On March 1, 2016, Judge Paul Engelmayer of the federal district court in New York dismissed a class action suit filed in June 2015 against Whole Foods. The court held that plaintiffs lacked a cognizable injury and therefore lacked Article III standing. The case, In re Whole Foods Market Group, Inc. Overcharging Litigation, No. 15 Civ. 5838 (S.D.N.Y.), was brought in the wake of last year’s highly publicized investigation by the New York Department of Consumer Affairs (“DCA”) concerning Whole Foods’ alleged “systemic overcharging” for pre-packaged foods sold by weight at New York City locations. Plaintiffs, purporting to represent a class of purchasers who bought mislabeled foods, sought injunctive relief and damages under New York laws prohibiting deceptive trade practices and false advertising and under the doctrine of unjust enrichment.
The two named plaintiffs alleged they regularly purchased the types of pre-packaged products described in the DCA’s press release, but did not identify any specific transactions in which they were overcharged. Instead, plaintiffs relied exclusively upon the DCA press release and generalized claims of purchasing foods with overstated weights to support their claims.

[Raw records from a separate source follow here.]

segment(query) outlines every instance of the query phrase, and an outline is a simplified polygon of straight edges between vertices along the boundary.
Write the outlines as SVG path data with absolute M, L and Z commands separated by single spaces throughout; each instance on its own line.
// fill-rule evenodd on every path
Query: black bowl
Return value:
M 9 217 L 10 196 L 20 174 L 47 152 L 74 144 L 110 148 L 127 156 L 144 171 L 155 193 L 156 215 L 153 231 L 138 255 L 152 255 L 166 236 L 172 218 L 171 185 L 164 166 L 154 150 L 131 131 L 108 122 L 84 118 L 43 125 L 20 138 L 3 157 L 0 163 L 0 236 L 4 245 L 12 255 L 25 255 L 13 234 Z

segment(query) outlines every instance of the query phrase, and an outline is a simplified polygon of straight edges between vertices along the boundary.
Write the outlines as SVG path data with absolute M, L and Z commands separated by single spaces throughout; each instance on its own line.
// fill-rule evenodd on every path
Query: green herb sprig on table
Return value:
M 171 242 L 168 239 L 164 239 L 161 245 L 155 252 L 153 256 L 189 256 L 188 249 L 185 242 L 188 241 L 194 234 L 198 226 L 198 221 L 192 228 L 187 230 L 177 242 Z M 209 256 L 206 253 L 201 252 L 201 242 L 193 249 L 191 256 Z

In dismissing plaintiffs’ claims with prejudice, the court noted that the DCA press release fell “very far short of reporting an investigative finding of ubiquitous, systemic over-weighting” and provided no basis to infer “across-the board overcharging.” The court found that plaintiffs’ claims were “based only on probabilistic evidence of injury, devoid of any factual allegations particular to the plaintiff[s] and without a basis to plausibly infer that all covered products were implicated.” Moreover, the court dismissed the lawsuit with prejudice. Because plaintiffs had conceded they did not weigh their food at the time of purchase and had long ago eaten the food, the court found that plaintiffs could not produce evidence to rehabilitate their claims.
The Whole Foods decision reinforces the importance of challenging a plaintiff’s actual and particularized standing as early as possible as a defense strategy. A claim of injury asserted in broad and generalized terms may not pass muster in federal court in light of Article III standing requirements.